A mid-June evening finds Gabe, his parents and Trea, a sophomore majoring in art at Cabrillo College in Aptos, Calif., in the backyard at Chi Theta Chi after supper. The family relocated in 1997 to Mendocino, 124 miles north of San Francisco, on the coast, where Jim teaches philosophy and literature at Mendocino Community High. Suzanne has also taught language arts at the middle school and for the past 10 years has been writing fiction, including novels for children. She's currently working on an anthology of short stories dealing with pregnancy.
What most families might do after dinner—go for a drive, watch TV, play a board game—is foreign to the Jenningses. Gabe brings out some bongos, and soon a drum circle has formed. The beat draws others from the house, so that soon more than a half-dozen people are slapping skins. Jim plays the flute and Suzanne shakes a chime. Chants develop while, a few feet away, a mound of rocks heats in a small fire.
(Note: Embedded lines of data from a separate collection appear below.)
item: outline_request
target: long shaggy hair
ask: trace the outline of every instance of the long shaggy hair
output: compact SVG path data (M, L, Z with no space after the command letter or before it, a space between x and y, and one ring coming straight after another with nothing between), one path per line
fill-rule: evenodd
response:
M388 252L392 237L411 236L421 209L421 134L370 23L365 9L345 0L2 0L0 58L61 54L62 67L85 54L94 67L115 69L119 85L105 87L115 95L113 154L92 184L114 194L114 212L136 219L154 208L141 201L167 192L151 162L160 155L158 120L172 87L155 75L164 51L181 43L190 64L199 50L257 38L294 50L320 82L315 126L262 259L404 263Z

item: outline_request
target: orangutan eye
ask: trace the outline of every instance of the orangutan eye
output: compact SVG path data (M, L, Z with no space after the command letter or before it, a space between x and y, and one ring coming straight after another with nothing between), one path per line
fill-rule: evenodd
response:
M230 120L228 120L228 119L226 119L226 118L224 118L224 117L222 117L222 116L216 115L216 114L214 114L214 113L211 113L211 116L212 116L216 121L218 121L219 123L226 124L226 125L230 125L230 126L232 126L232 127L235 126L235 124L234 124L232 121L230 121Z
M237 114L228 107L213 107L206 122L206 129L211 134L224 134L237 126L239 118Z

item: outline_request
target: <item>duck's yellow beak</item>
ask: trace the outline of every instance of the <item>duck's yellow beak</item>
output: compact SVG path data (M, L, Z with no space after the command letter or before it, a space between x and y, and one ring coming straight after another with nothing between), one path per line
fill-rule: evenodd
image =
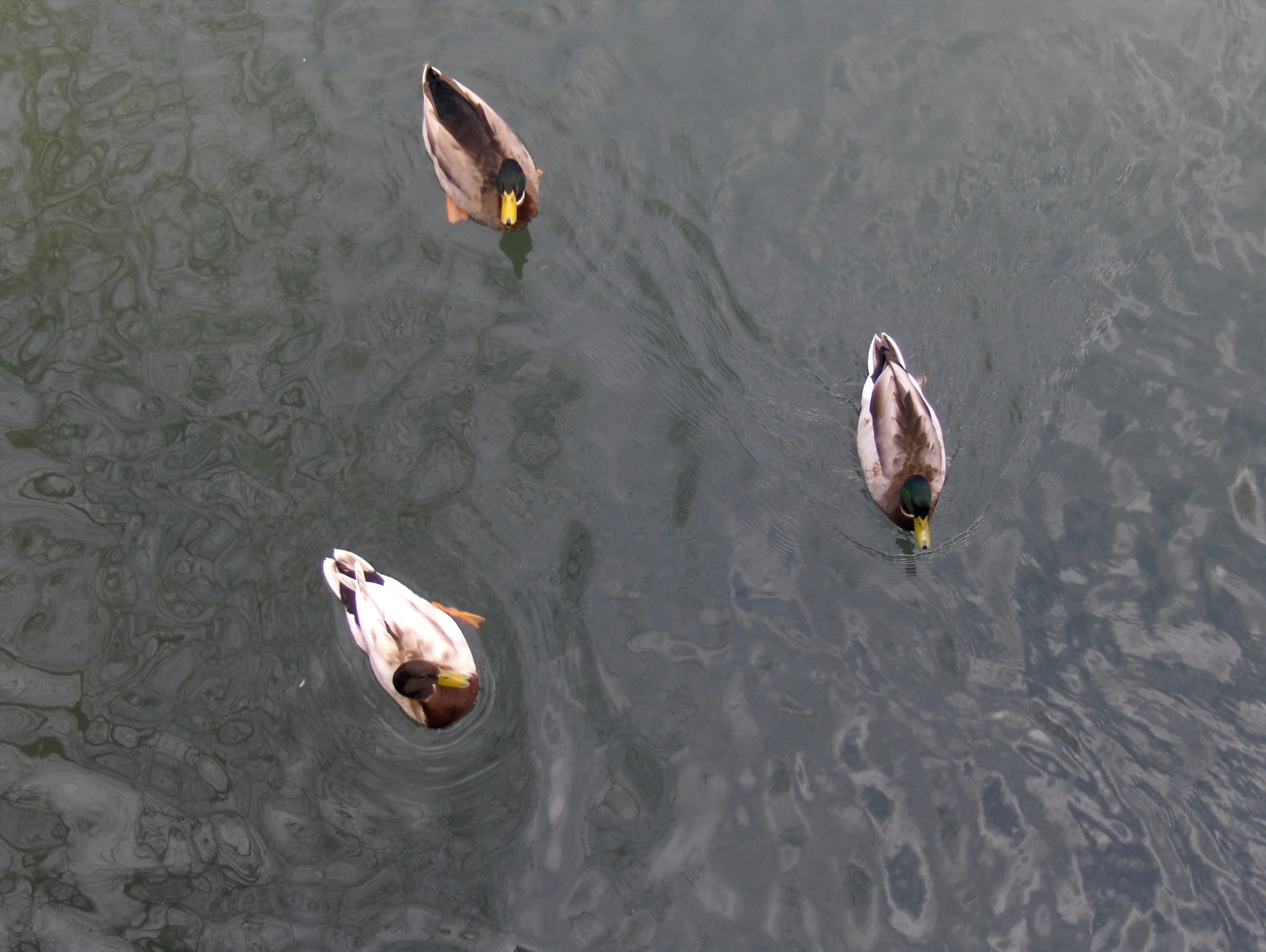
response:
M519 220L519 203L513 191L501 192L501 224L513 225Z

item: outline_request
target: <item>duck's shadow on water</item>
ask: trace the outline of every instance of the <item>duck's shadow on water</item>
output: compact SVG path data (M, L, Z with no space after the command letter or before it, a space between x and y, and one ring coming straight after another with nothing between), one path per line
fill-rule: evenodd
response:
M528 263L528 253L532 251L532 235L527 228L518 232L506 232L501 235L501 253L510 260L514 267L514 276L523 277L523 266Z

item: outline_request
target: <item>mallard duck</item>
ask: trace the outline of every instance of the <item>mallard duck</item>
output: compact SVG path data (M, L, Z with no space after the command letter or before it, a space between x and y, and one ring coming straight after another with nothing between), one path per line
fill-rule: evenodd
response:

A half hour passes. The playing stops. Now the entire Jennings family, along with several housemates, Gabe's girlfriend and Trea's boyfriend, have shed their clothing, and they enter a "sweat lodge" tent that Gabe has erected. "Time to sweat," he cries, shoveling the heated rocks into a pit and pouring water on them.
"It is difficult," Lananna had said earlier that day, "for me to understand some of the things Gabe does. With him the ultimate challenge is to be atypical and to make every moment count. What a terrible thing it would be for anyone to temper those dreams."
Inside the sweat lodge, people sing. Mother and son sit beside each other, au naturel. For the young man whose every race is against the routine, it is all natural.